ASR9000/XR: Understanding QOS, default marking behavior and troubleshooting - Page 11

xthuijs · ‎03-07-2011

Introduction

This document provides details on how QOS is implemented in the ASR9000 and how to interpret and troubleshoot qos related issues.

Core Issue

QOS is always a complex topic and with this article I'll try to describe the QOS architecture and provide some tips for troubleshooting.

Based on feedback on this document I'll keep enhancing it to document more things bsaed on that feedback.

The ASR9000 employs an end to end qos architecture throughout the whole system, what that means is that priority is propagated throughout the systems forwarding asics. This is done via backpressure between the different fowarding asics.

One very key aspect of the A9K's qos implementation is the concept of using VOQ's (virtual output queues). Each network processor, or in fact every 10G entity in the system is represented in the Fabric Interfacing ASIC (FIA) by a VOQ on each linecard.

That means in a fully loaded system with say 24 x 10G cards, each linecard having 8 NPU's and 4 FIA's, a total of 192 (24 times 8 slots) VOQ's are represented at each FIA of each linecard.

The VOQ's have 4 different priority levels: Priority 1, Priority 2, Default priority and multicast.

The different priority levels used are assigned on the packets fabric headers (internal headers) and can be set via QOS policy-maps (MQC; modular qos configuration).

When you define a policy-map and apply it to a (sub)interface, and in that policy map certain traffic is marked as priority level 1 or 2 the fabric headers will represent that also, so that this traffic is put in the higher priority queues of the forwarding asics as it traverses the FIA and fabric components.

If you dont apply any QOS configuration, all traffic is considered to be "default" in the fabric queues. In order to leverage the strength of the asr9000's asic priority levels, you will need to configure (ingress) QOS at the ports to apply the priority level desired.

In this example T0 and T1 are receiving a total of 16G of traffic destined for T0 on the egress linecard. For a 10G port that is obviously too much.

T0 will flow off some of the traffic, depending on the queue, eventually signaling it back to the ingress linecard. While T0 on the ingress linecard also has some traffic for T1 on the egress LC (green), this traffic is not affected and continues to be sent to the destination port.

Resolution

The ASR9000 has the ability of 4 levels of qos, a sample configuration and implemenation detail presented in this picture:

Policer having exceeddrops, not reaching configured rate

When defining policers at high(er) rates, make sure the committed burst and excess burst are set correctly.
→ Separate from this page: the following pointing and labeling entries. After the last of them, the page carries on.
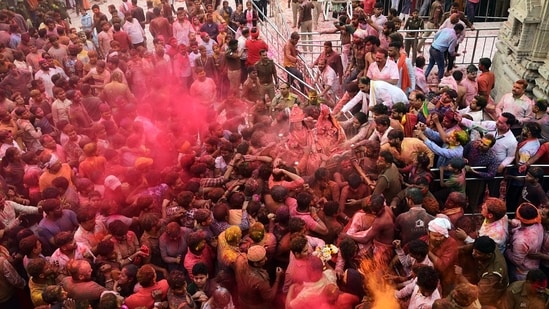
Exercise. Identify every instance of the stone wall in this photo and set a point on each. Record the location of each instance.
(523, 49)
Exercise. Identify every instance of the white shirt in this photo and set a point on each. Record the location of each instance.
(241, 47)
(134, 31)
(209, 46)
(389, 71)
(506, 144)
(386, 94)
(181, 31)
(329, 79)
(45, 76)
(448, 24)
(381, 138)
(521, 107)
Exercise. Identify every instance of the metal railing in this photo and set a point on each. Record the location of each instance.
(276, 32)
(478, 43)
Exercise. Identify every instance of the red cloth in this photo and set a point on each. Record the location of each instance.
(143, 297)
(405, 78)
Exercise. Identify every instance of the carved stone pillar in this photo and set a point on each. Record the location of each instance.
(523, 48)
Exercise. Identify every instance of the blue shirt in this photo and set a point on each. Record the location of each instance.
(445, 40)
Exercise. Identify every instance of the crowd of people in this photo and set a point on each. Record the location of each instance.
(186, 172)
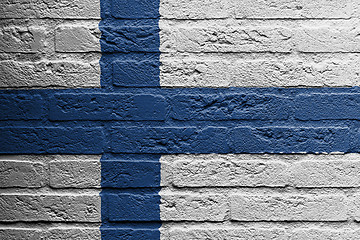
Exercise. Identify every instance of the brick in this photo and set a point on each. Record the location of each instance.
(21, 107)
(327, 39)
(143, 38)
(13, 233)
(83, 233)
(257, 73)
(72, 38)
(130, 233)
(28, 140)
(221, 39)
(75, 174)
(168, 140)
(136, 73)
(288, 208)
(63, 9)
(22, 39)
(327, 106)
(233, 172)
(304, 9)
(196, 73)
(22, 174)
(50, 208)
(229, 107)
(227, 233)
(49, 74)
(317, 174)
(121, 107)
(130, 207)
(289, 139)
(204, 207)
(209, 9)
(130, 174)
(319, 234)
(356, 207)
(135, 9)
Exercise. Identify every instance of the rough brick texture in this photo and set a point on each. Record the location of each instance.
(37, 189)
(147, 57)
This is the formula to follow:

Set the Bc to CIR bps * (1 byte) / (8 bits) * 1.5 seconds

and

Be=2xBc

Default burst values are not optimal

Say you are allowing 1 pps, and then 1 second you don’t send anything, but the next second you want to send 2. in that second you’ll see an exceed, to visualize the problem.

Alternatively, Bc and Be can be configured in time units, e.g.:

policy-map OUT

class EF

police rate percent 25 burst 250 ms peak-burst 500 ms

For viewing the Bc and Be applied in hardware, run the "show qos interface interface [input|output]".

Why do I see non-zero values for Queue(conform) and Queue(exceed) in show policy-map commands?

On the ASR9k, every HW queue has a configured CIR and PIR value. These correspond to the "guaranteed" bandwidth for the queue, and the "maximum" bandwidth (aka shape rate) for the queue.

In some cases the user-defined QoS policy does NOT explicitly use both of these. However, depending on the exact QoS config the queueing hardware may require some nonzero value for these fields. Here, the system will choose a default value for the queue CIR. The "conform" counter in show policy-map is the number of packets/bytes that were transmitted within this CIR value, and the "exceed" value is the number of packets/bytes that were transmitted within the PIR value.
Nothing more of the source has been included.